I had used some metallic oil paint on this piece, and noticed that it no longer simmers in the light. Not only that, the metal part had completely absorbed! The copper around the border, and the leaves within the border had the shimmering colors.
But what will happen in the future with the metallics beneath the painting if it was covered up? I’m thinking I’ll just leave it as is and continue the narrative of the piece. It doesn’t look bad, just doesn’t shine as much as it did. The painting is still in the work in project phase, as there is much to be done. Luckily, for me, I decided to go all out on this piece, so that now, which was about ten year from the beginning, I can see the damaged caused by ignorance and know not to do it again on future pictures! Exhaustive note keeping is key!

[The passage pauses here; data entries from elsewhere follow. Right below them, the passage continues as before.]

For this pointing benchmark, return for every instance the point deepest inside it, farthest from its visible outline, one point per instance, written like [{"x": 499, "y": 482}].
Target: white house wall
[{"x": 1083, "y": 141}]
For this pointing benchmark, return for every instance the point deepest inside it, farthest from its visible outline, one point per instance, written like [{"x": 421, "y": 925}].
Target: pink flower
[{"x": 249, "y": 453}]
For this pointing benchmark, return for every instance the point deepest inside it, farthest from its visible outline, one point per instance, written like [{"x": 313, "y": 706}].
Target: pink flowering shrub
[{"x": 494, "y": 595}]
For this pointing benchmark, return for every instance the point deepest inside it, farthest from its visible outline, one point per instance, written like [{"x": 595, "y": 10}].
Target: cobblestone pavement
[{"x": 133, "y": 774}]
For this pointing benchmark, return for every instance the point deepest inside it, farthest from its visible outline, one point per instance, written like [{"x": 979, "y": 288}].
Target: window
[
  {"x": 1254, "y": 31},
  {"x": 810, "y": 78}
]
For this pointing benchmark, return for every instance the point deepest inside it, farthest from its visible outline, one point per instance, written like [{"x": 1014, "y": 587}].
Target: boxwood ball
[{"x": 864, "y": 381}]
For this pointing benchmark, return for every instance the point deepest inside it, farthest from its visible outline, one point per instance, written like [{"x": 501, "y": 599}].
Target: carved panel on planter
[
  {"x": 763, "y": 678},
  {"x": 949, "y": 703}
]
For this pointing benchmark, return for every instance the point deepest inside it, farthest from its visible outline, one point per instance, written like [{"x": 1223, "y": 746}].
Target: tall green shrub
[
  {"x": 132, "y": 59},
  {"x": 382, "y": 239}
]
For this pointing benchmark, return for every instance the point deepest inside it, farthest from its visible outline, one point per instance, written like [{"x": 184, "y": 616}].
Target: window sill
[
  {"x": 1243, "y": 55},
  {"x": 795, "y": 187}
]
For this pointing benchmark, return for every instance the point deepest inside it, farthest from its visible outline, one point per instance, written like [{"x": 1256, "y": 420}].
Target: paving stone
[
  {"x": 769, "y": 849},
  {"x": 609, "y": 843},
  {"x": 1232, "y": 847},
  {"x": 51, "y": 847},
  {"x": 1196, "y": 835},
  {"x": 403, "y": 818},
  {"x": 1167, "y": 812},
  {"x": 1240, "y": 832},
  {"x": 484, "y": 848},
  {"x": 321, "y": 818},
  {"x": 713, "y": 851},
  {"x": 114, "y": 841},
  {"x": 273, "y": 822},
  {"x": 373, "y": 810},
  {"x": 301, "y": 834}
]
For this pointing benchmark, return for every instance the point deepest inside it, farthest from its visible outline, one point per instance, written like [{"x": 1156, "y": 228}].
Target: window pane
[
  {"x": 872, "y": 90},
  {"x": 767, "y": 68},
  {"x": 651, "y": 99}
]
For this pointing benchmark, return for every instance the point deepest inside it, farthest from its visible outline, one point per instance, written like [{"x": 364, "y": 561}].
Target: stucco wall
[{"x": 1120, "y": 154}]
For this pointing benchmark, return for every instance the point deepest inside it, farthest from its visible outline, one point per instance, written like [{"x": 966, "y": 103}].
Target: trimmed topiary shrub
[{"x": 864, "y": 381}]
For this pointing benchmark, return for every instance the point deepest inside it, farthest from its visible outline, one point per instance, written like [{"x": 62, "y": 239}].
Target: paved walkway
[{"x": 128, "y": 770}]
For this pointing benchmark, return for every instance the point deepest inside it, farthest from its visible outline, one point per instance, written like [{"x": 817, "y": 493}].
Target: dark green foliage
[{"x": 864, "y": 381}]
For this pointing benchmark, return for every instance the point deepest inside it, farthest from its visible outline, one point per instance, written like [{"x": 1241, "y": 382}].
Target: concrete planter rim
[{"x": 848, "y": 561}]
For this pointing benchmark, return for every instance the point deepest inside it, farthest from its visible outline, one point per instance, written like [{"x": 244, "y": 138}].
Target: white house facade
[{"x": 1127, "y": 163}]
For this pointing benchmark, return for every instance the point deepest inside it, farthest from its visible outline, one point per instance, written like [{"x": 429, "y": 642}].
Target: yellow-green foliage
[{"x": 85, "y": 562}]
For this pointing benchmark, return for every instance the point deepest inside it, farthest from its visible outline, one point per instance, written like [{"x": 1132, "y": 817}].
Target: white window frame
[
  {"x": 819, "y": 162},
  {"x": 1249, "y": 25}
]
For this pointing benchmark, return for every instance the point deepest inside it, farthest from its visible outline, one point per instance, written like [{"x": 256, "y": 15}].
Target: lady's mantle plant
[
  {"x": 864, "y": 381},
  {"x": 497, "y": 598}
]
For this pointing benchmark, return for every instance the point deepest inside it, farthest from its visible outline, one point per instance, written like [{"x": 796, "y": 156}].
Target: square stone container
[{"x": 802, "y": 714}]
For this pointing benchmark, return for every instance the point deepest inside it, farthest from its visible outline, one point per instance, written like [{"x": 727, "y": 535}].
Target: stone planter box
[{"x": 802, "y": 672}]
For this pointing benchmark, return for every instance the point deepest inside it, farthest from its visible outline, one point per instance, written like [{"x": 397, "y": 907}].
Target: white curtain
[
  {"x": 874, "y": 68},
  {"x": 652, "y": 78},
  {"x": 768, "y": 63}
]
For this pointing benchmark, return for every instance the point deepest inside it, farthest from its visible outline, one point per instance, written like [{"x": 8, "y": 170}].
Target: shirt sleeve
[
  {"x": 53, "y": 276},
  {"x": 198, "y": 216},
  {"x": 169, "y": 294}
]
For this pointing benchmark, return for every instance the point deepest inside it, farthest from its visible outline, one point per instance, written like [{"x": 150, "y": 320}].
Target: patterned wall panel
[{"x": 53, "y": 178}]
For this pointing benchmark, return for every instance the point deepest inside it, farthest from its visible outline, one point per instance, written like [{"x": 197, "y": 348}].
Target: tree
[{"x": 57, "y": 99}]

Now, I’ve created many works of art during that time, and have published three books. But the masterpieces…. All I can pray for is health and longevity. I have about 40 paintings in mind, but I absolutely do not want what had happened to this painting to happen to the rest of the series! I feel blessed to have some foresight!
With that said, however, again, it takes a very long time to figure out what is going on the hard way. Mostly, I am self taught, seeking out adept artists, and paying them a sum of money to teach me their ways. Almost always, however, they give out information that had been passed down for aeons, such as the use of the fugitive, fading pigment called Alizarin Crimson. I learned what I can from those types of artists, which was predominantly the execution of an oil painting.
The metallic paint of any medium are generally coated mica flakes.
Now, my acrylic paintings from 20 years ago have metallic colors on them and had not absorbed or faded in any way. Similarly, I did a watercolor in a journal with metallics. Both the acrylics and watercolors still shine. At that time, my acrylics were created in Winsor & Newton acrylics and watercolors. This current oil painting, most of the pigments initially were Winsor & Newton oils. Now it is a mixed bag of Winsor & Newton and Gamblin Oils. I really like Gamblin and prefer them, but once you get into the swing of things, and run out of a color, take which ever is available. It’s like Coca-Cola and Pepsi, they both do the job, but most stores carry only one or the other.
All I can say is veer away from metallics in an oil painting. Acrylics and watercolors will remain sparkly, but still remain skeptical and do your own experiments.